Belinda Stronach Makes Blonde Jokes Fashionable Again
Politics is a game that is not unlike poker. For many, the goal is ultimately to deceive your fellow players while jockeying for the best hand you possibly can.
On May 17, 2005, Belinda Stronach played a winning hand – at least on paper – by crossing the floor to sit with the Liberal party. Her ultimate reward? A cabinet position as the minister of Human Resources and Skills Development.
Never mind the little detail that Stronach’s Newmarket-Aurora constituents elected her as a member of the Conservative party – a party for which she placed second in the 2004 leadership convention.
“ I cannot exaggerate how hard this is for me,” Stronach said at a press conference.
“ The country must come first.”
The country. Right.
“ I’ve been uncomfortable for some time with the direction the Conservative party was taking,” Stronach explained. “I regret to say that I do not believe the party leader is truly sensitive to the needs of each part of the country and just how big and complex Canada really is."
While she may have a very arguable point regarding the party’s stance on same-sex marriage, the runner-up to the party leadership crosses the floor and immediately begins criticizing Stephen Harper?
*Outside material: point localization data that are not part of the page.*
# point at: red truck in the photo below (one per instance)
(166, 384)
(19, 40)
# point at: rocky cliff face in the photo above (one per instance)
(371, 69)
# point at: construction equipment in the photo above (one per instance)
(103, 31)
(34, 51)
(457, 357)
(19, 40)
Wow. Never saw that coming.
Harper had his own thoughts. “ There’s no grand principle involved in this decision, just ambition,” Harper said.
Ambition is something that Stronach is no stranger to. Considering she dropped out of the York University school of business in 1985, it might be considered curious that she would become a board member at Magna international, an automotive parts company. Then again, maybe not -- her father started the company.
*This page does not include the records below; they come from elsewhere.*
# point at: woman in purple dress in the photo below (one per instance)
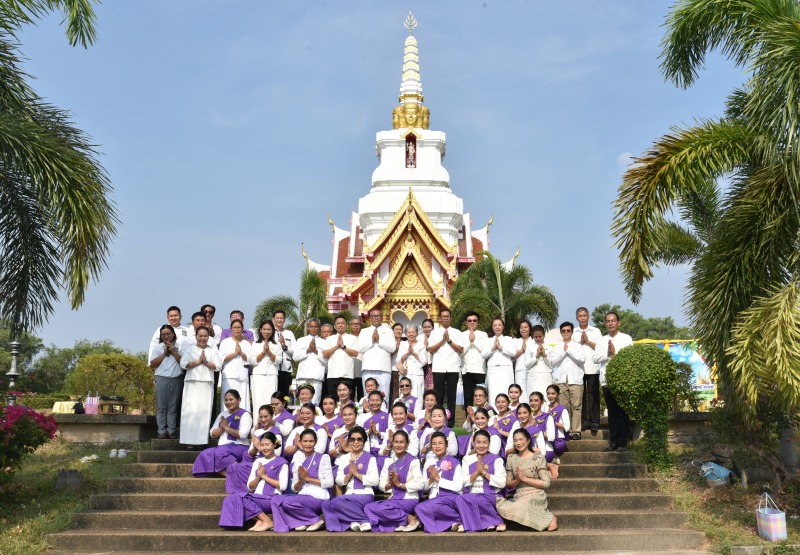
(236, 477)
(560, 415)
(543, 424)
(438, 419)
(403, 479)
(311, 479)
(232, 430)
(283, 418)
(444, 483)
(305, 421)
(268, 478)
(504, 420)
(484, 478)
(330, 419)
(358, 474)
In 1990 she married Magna executive Donald Walker. After five years and two children, she divorced him in 1995. Shortly after, she became a vice-president of the company. In 1999 she would replace Walker as executive vice-president of the company.
So, with a history like this, it’s supposed to be hard to believe she would actually hesitate to stab Stephen Harper in the back for the sake of advancing her career?
From Paul Martin’s end, this couldn’t have worked out any better. He makes Stronach responsible for implementing the recommendations of the Gomery inquiry and makes it look as if his party is actually prepared to act on the scandal. This was very much the PR gambit that the Liberal party desperately needs.
Furthermore, Stronach’s defection brings Martin to 133 seats in parliament. When combined with the NDP’s 19 seats, Martin has the capacity to control 152 seats – dead even with the Conservatives and Bloc Quebecois, increasing the importance of Parliament’s three independent sitters.
For Stronach, however, the future should not be so rosy. In crossing the floor to sit with the Liberals, Stronach has betrayed her constituents, her party and her country – all to benefit her own career by keeping a corrupt government in power.
Thankfully, sometimes actions speak louder than words, and Stronach’s actions have spoken pretty loud.